My kupujemy różną pościel, w którą oblekamy nasze kołdry i poduszki. Aktualnie mamy satynową, bawełnianą i flanelową.
Satynowej pościeli używany najczęściej zimą gdyż:
- satyna jest dość cienka i bardzo szybko schnie
- można ją szybko i łatwo wyprasować
- wygląda elegancko
Flanelowej używamy również najczęściej zimą ponieważ:
- jest bardzo ciepła i miła w dotyku
- nie gniecie się
- szybko ją można ładnie uprasować
Natomiast bawełniana pościel króluje u nas latem z powodu:
- dość długiego czasu schnięcia (chyba, że jest powieszona na wietrze)

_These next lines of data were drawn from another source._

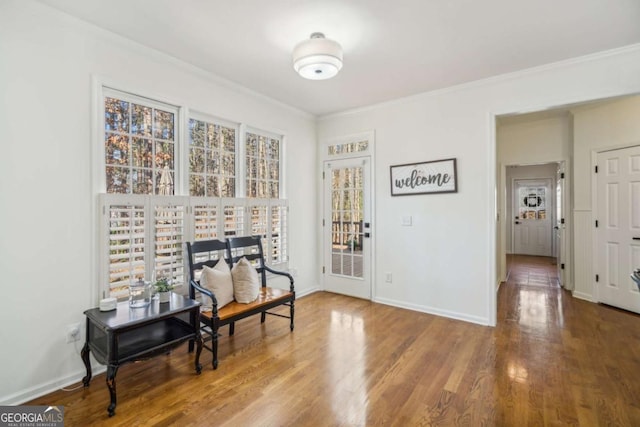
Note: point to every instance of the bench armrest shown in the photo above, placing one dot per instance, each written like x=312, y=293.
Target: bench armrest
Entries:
x=282, y=273
x=208, y=293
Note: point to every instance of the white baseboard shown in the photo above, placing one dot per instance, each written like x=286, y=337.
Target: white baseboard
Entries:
x=306, y=292
x=430, y=310
x=583, y=296
x=49, y=387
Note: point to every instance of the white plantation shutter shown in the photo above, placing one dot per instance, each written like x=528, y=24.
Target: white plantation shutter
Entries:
x=205, y=218
x=233, y=218
x=278, y=250
x=169, y=232
x=145, y=235
x=125, y=238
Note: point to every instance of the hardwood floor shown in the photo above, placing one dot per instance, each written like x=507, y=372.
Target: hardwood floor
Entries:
x=552, y=360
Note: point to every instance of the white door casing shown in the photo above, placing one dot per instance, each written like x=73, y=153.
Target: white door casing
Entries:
x=533, y=208
x=618, y=227
x=560, y=226
x=347, y=226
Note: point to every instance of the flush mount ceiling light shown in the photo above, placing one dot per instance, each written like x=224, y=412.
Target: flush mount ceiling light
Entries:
x=318, y=58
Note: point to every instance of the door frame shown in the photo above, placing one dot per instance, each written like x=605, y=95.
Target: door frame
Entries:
x=552, y=209
x=323, y=157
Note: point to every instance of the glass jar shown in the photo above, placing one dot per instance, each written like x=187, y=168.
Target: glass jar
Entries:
x=139, y=294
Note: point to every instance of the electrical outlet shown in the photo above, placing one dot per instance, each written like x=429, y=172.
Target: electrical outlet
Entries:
x=73, y=332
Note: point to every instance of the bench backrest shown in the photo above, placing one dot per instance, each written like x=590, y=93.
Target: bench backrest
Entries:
x=249, y=247
x=206, y=252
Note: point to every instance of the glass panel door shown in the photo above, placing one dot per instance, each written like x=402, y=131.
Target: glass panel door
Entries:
x=347, y=227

- intensywnych kolorów – uwielbiam takie wręcz rażące barwy!
- sporej trudności z ładnym jej wyprasowaniem (niestety często trzeba ją ponaciągać i nakropić)
Ponadto dużym minusem pościeli bawełnianej jest to, że kolory blakną pod wpływem słońca – zwłaszcza te ciemniejsze.
Oczywiście dla mnie idealna pościel to taka, która jest zapinana na zamek . Nienawidzę wszelkich guzików i zakładek. Nawet jeśli pościel mi się podoba, a nie ma zamka, to jej nie kupuję.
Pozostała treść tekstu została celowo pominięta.